John Heath, who was convicted last month alongside his son Daniel Heath and another man, also was ordered to pay $117 million in restitution to the clients who invested directly through him.
He dabbed at his eyes during the hearing and left court in a wheelchair.
Jurors found the three guilty of running a Ponzi scheme that funneled money from new investors to pay off people who had already pumped in cash. John Heath was convicted on 52 counts including grand theft, selling false securities and theft from the elderly.
About 100 letters from victims were sent to the Riverside County Superior Court, and about a dozen of them were read to Judge Ronald Taylor, said Ingrid Wyatt, a spokeswoman for the district attorney's office. The notes talked about how the victims' lives had been affected after learning their investments with Daniel W. Heath & Associates had been lost.
Some of Heath's adult children spoke at the hearing, pleading for leniency for their father. Heath's attorney, Chad Firetag, asked the judge for probation, citing his client's age and failing health. Firetag has said the elder Heath wasn't aware of the scam and had enough trust in his son that he plowed his own commissions back into the investments.
Prosecutors said the company ran a scam dating back to the early 1990s that promised clients their money would go into fixed investments with little or no risk. Instead, it went to money-losing real estate and small business projects controlled by the company that had offices across Southern California.

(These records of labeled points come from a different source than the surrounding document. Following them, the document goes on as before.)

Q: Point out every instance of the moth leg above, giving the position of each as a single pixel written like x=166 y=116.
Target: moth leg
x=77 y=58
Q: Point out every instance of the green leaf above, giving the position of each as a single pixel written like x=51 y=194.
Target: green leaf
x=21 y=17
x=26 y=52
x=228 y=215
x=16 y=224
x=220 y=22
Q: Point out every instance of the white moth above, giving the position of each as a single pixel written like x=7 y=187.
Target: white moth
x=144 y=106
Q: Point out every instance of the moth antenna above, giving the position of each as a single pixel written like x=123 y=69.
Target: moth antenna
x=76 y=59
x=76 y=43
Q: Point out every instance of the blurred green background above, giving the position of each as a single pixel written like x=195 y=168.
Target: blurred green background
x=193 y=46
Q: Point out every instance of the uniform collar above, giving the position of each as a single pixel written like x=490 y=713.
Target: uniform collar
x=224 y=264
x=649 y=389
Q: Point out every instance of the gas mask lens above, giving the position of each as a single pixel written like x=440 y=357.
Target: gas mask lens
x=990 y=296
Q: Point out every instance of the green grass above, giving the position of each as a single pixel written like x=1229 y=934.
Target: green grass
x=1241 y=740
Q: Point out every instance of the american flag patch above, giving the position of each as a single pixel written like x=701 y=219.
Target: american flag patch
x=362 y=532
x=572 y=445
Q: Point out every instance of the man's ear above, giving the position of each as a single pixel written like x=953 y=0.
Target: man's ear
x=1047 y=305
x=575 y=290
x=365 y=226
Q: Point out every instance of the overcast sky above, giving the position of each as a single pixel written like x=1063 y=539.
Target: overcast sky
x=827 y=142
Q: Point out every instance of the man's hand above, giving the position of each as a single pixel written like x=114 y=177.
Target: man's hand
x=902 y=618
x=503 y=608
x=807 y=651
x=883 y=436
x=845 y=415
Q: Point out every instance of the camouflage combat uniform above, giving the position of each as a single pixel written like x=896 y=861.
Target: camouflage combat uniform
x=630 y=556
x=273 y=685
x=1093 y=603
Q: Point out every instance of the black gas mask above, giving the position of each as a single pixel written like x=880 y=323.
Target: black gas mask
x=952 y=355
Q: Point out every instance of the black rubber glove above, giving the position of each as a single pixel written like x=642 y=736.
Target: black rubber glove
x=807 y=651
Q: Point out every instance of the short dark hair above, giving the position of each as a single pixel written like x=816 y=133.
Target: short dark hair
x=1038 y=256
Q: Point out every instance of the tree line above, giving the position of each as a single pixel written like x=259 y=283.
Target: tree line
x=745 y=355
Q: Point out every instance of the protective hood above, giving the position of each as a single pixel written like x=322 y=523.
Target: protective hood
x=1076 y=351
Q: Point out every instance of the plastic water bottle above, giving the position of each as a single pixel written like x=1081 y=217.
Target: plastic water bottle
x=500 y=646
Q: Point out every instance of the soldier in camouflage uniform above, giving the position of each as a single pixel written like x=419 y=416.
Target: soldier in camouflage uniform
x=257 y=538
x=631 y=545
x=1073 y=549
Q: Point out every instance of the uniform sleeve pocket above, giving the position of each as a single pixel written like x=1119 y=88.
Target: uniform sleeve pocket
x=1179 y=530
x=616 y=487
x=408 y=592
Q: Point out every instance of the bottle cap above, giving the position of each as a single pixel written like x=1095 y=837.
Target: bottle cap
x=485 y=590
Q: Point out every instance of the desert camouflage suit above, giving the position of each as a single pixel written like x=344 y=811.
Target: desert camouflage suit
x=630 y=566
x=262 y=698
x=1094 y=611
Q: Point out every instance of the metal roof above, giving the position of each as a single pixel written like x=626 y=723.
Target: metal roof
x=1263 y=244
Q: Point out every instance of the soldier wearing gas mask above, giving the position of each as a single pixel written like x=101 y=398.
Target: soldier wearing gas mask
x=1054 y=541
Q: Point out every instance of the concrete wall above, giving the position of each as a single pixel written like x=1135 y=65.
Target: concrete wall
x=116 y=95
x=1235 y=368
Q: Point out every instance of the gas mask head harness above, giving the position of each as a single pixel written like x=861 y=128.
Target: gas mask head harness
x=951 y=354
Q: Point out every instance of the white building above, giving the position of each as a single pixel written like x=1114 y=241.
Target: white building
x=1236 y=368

Investors have had some money returned, but a court-appointed receiver said they will get only about 22 cents on every dollar.
Company president Daniel W. Heath, 51, was convicted of nearly 400 counts and could face up to 100 years in prison. A former business associate, Denis O'Brien, 53, could face up to 30 years in prison. Both men are to be sentenced in the coming weeks.
Another business associate, Larre Schlarmann, is serving a 15-year prison term after pleading guilty in 2005 to money laundering and fraud for his involvement in the scheme.